Most generative AI projects don’t fail in production. They fail before they get there — stuck in months of debate about what to build, or burned on a prototype that was never designed to scale. A tight, time-boxed accelerator avoids both traps. Here’s the playbook we use to take a GenAI idea to a working prototype on AWS in roughly six weeks.
Why six weeks
Six weeks is long enough to build something real and short enough to force discipline. It removes the two biggest risks in AI work: endless scoping, and over-engineering a prototype before you know it’s worth building. The constraint is the feature. Every decision gets measured against “does this help us prove value by week six?”
Week 0: Prioritization
Before any engineering, you need to know what to build. A prioritization workshop with solution architects ranks candidate use cases by business impact and feasibility, then picks one. The output is a single, sharply-scoped use case with a defined success metric, plus the AWS architecture sketch and the funding program it qualifies for.

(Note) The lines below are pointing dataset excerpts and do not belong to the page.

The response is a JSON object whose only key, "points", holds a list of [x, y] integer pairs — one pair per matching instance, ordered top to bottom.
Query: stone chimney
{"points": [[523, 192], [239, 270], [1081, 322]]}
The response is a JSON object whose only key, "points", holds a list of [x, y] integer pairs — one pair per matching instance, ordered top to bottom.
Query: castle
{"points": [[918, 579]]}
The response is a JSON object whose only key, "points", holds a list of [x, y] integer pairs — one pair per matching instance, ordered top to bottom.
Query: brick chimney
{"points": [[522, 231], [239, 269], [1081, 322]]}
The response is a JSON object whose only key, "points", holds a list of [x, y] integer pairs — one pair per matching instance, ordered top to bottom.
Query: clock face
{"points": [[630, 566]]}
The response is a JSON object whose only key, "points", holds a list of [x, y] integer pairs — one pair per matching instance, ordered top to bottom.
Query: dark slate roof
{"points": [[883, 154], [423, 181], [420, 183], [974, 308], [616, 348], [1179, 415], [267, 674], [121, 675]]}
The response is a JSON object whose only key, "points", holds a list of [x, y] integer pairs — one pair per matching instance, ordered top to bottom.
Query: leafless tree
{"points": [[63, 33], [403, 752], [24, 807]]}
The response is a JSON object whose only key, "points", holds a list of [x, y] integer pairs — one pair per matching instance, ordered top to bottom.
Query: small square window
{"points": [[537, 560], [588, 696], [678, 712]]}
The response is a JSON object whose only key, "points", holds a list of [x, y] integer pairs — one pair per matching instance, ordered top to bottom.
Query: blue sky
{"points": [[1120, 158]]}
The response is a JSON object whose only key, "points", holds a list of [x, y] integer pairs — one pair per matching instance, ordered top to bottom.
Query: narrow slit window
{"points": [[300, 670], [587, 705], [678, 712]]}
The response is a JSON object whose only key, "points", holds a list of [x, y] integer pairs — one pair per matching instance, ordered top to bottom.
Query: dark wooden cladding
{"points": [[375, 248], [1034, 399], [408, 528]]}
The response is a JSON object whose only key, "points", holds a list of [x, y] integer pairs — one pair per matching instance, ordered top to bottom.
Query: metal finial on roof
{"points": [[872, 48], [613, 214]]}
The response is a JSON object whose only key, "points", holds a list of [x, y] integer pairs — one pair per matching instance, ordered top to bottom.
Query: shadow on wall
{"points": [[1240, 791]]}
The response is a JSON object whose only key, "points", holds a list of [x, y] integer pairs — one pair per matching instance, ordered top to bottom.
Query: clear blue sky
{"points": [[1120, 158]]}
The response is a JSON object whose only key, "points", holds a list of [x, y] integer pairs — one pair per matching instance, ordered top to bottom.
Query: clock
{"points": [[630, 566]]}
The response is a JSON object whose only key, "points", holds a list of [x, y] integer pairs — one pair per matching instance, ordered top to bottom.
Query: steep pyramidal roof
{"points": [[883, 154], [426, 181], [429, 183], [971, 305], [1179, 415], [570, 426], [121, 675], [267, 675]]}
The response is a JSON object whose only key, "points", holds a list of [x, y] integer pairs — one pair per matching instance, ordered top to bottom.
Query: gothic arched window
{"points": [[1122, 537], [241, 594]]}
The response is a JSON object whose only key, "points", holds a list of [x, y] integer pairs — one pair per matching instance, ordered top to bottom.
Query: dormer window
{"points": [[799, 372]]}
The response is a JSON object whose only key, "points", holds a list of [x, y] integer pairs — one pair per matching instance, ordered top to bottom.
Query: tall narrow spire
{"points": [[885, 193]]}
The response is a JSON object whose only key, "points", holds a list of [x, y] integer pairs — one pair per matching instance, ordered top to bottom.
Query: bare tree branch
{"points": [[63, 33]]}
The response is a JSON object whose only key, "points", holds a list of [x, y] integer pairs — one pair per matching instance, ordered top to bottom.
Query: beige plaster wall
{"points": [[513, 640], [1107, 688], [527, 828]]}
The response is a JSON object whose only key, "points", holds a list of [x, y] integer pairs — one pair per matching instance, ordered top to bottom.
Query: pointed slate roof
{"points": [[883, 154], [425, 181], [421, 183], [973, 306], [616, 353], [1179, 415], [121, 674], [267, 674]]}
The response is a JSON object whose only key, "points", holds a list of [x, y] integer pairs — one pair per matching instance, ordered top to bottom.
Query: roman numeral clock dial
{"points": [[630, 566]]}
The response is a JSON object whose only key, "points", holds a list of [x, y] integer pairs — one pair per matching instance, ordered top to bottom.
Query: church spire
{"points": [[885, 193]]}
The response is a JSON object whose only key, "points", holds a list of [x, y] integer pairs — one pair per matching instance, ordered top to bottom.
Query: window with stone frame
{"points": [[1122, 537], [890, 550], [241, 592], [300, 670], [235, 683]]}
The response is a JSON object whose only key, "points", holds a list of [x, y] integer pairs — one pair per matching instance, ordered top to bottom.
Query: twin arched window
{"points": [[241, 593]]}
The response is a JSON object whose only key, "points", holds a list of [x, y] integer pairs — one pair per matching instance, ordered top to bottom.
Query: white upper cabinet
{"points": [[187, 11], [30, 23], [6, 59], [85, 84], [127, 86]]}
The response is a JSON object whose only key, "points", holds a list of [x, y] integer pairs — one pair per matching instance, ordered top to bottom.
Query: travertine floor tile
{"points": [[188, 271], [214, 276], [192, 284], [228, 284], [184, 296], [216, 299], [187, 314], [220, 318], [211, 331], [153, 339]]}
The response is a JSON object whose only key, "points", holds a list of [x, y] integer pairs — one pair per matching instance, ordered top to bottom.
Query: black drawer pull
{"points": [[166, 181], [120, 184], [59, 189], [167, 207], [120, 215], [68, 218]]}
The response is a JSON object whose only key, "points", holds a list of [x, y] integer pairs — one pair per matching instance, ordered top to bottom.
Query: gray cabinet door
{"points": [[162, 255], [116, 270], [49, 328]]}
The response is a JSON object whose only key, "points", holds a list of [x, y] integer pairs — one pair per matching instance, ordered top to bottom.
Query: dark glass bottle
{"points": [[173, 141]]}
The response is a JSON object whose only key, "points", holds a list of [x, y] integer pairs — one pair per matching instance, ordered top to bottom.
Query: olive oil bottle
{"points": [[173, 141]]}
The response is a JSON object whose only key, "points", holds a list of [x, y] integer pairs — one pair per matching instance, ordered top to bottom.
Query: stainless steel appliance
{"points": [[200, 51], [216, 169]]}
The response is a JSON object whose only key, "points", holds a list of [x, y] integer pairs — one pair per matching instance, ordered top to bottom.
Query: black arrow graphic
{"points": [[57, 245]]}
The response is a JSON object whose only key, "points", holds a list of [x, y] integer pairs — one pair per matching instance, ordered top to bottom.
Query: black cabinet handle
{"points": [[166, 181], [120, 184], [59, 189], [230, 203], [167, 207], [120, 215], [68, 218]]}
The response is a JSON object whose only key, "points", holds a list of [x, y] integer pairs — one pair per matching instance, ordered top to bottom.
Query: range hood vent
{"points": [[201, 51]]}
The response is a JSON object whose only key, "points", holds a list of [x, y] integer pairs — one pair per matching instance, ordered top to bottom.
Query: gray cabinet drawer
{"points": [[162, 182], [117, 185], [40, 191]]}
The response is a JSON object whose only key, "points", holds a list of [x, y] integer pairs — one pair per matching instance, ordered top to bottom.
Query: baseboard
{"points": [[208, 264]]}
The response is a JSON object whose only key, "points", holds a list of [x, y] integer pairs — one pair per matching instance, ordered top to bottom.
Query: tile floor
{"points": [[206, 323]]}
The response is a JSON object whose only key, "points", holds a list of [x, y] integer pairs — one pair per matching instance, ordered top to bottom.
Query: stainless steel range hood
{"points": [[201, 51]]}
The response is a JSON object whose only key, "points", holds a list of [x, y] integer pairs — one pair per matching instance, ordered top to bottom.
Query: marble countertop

Skipping this step is the most expensive mistake teams make. A week of prioritization saves a month of building the wrong thing.
Weeks 1–2: Use-case refinement and foundations
With the use case chosen, the work splits in two:
- Refinement. Align on success criteria, edge cases, and what’s explicitly out of scope. Decide how you’ll measure whether the prototype works — accuracy, latency, task completion, cost per request, whatever fits.
- Foundations. Stand up the AWS environment: model access through Amazon Bedrock, the data pipeline, retrieval infrastructure if you’re doing RAG, and the security and access controls. Get the unglamorous plumbing right early.
This is also when AWS co-funding approval should be confirmed, so the build runs on a supported footing.
Weeks 3–4: Build the core
Now you build the thing. For most generative AI prototypes that means a working loop: ingest and index the relevant data, retrieve the right context, call the model with a well-engineered prompt or tool definition, and return a result through a real interface. The decision between RAG and fine-tuning usually lands on RAG at this stage, because it’s faster to iterate and cheaper to validate.
Keep a human in the loop and instrument everything. You want to see where the model is strong, where it fails, and what it costs — because that data drives both the demo and the production plan.
Weeks 5–6: Harden, measure, and plan production
The final stretch is about evidence and direction:
- Measure the prototype against the success metric defined in week one. This is the difference between “it feels good” and “it cut handling time by 38%.”
- Harden the obvious gaps — error handling, guardrails, evaluation on a representative test set.
- Plan production. Document what changes for a live workload: scaling, monitoring, security review, cost at volume, and the architecture deltas. Identify any further AWS funding that supports the production build.
What you should have at the end
A successful accelerator produces three things: a working full-stack prototype on AWS, hard evidence of whether the use case delivers value, and a concrete plan (with costs) for production. Even a “no” is valuable here — you’ve learned it in six weeks, not after a year of investment.
Making it work
Two factors decide whether a six-week accelerator succeeds. The first is senior engineering: this pace only works with people who’ve built and shipped on AWS before. The second is a narrow scope held ruthlessly — the moment a prototype tries to be a platform, the timeline breaks.
Get those right, and six weeks is enough to turn an idea into something you can stand behind, fund, and scale.